The links to the dashboards are also available in the CLI, by calling:
$ eai job info $JOB_ID
command:
- sleep
- "300"
...
runs:
- id: 5697ab0b-30de-439d-a833-1e70ab2d8d40
jobId: ae91489a-efb3-4bf0-8ff1-e780d4ff68ac
...
resourceUsageUrl: https://graphs.console.elementai.com/to/resource_url/ae91489a-efb3-4bf0-8ff1-e780d4ff68ac/runs/5697ab0b-30de-439d-a833-1e70ab2d8d40
...
resourceUsageUrl: https://graphs.console.elementai.com/to/resource_url/ae91489a-efb3-4bf0-8ff1-e780d4ff68ac?full
Warning
The only for users to view job resource usages is through Grafana. The API endpoints job_usage are poorly named and yield resource occupation instead of usage.
Port-forward to a job
To port-forward to a job, the job requires to be started with the flag --tunnel
.
# launching a job that will stick around
eai job submit --tunnel -i python:3 -- python3 -m http.server 8080
# start a port-forward to the job
eai job port-forward --last 8080
# access to the job
curl http://localhost:8080
Access to a gRPC server in a job/service
Toolkit supports jobs running gRPC server.

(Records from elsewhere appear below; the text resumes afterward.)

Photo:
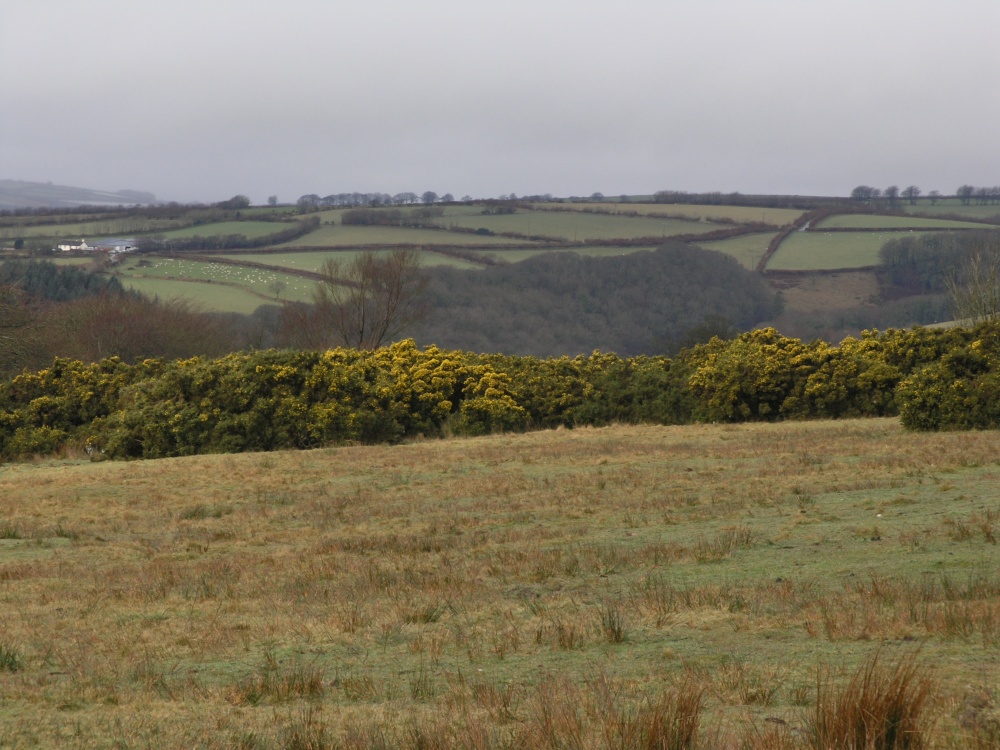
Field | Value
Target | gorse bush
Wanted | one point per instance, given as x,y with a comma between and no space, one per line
267,400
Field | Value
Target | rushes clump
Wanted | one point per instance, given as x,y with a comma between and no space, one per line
882,707
272,682
10,658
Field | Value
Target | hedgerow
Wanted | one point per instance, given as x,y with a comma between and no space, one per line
267,400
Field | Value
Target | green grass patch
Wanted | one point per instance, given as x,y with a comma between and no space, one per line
954,206
575,226
313,260
739,214
601,251
874,221
748,249
359,236
249,229
819,251
514,585
91,230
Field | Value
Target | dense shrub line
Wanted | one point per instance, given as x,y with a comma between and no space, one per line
229,241
273,399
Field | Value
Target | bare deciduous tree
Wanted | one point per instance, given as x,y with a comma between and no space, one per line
372,298
17,329
911,194
975,293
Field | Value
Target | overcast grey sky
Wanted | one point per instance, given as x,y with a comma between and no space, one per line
204,99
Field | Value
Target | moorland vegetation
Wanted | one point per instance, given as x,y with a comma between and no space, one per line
718,553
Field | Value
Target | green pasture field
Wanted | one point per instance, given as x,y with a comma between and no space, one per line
601,251
740,214
249,229
748,249
515,587
163,275
953,206
208,297
821,251
575,226
61,260
311,261
90,230
360,236
874,221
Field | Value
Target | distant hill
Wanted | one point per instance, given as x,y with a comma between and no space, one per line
16,194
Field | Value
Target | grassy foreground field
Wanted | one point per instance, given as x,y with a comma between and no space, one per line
531,590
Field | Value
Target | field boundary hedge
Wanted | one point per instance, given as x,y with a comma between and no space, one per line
268,400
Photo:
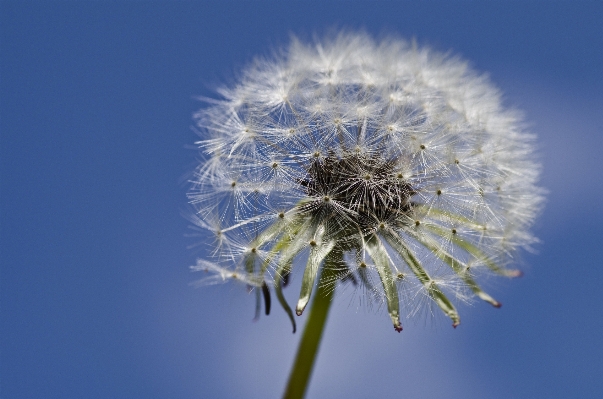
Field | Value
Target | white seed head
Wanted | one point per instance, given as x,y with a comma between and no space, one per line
398,155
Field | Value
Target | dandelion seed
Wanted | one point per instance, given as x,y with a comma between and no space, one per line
398,157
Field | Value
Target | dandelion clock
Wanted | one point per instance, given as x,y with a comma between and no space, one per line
382,165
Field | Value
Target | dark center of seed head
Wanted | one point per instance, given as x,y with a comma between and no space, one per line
388,197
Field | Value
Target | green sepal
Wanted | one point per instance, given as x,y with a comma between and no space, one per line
432,288
472,250
459,268
378,253
284,268
317,253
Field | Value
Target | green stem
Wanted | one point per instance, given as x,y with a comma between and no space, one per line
310,340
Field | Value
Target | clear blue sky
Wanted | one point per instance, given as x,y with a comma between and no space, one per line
95,116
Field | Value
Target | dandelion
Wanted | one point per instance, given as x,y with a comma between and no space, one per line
386,165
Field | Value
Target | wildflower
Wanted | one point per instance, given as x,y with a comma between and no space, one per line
387,165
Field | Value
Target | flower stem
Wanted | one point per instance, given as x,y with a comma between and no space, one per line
310,340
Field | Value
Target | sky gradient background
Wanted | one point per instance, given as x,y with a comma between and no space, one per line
95,117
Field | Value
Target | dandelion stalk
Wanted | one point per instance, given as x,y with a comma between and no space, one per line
309,344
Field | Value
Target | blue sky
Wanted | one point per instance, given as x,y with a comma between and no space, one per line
95,117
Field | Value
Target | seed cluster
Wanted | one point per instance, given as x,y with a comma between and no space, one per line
393,165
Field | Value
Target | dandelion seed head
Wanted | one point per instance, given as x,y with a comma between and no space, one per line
398,157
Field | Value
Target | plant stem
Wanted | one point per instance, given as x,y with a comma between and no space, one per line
310,340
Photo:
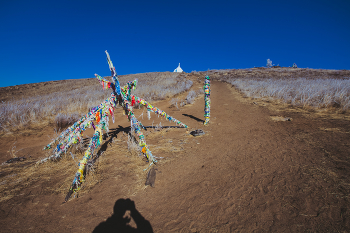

On internal Toolkit cluster like Superpod, Toolkit can directly detect the gRPC request to use HTTP2/H2C protocol.
For Toolkit cluster on https://console.elementai.com, you need to use another domain name dedicated to gRPC:
https://jobID.job-grpc.elementai.com
https://jobID-portNumber.job-grpc.elementai.com
https://serviceID.service-grpc.elementai.com
instead of:
https://jobID.job.elementai.com
https://jobID-portNumber.job.elementai.com
https://serviceID.service.elementai.com
Note
For debug purpose, it is possible to set the header Request-Type: h2c
to use HTTP2/H2C protocol.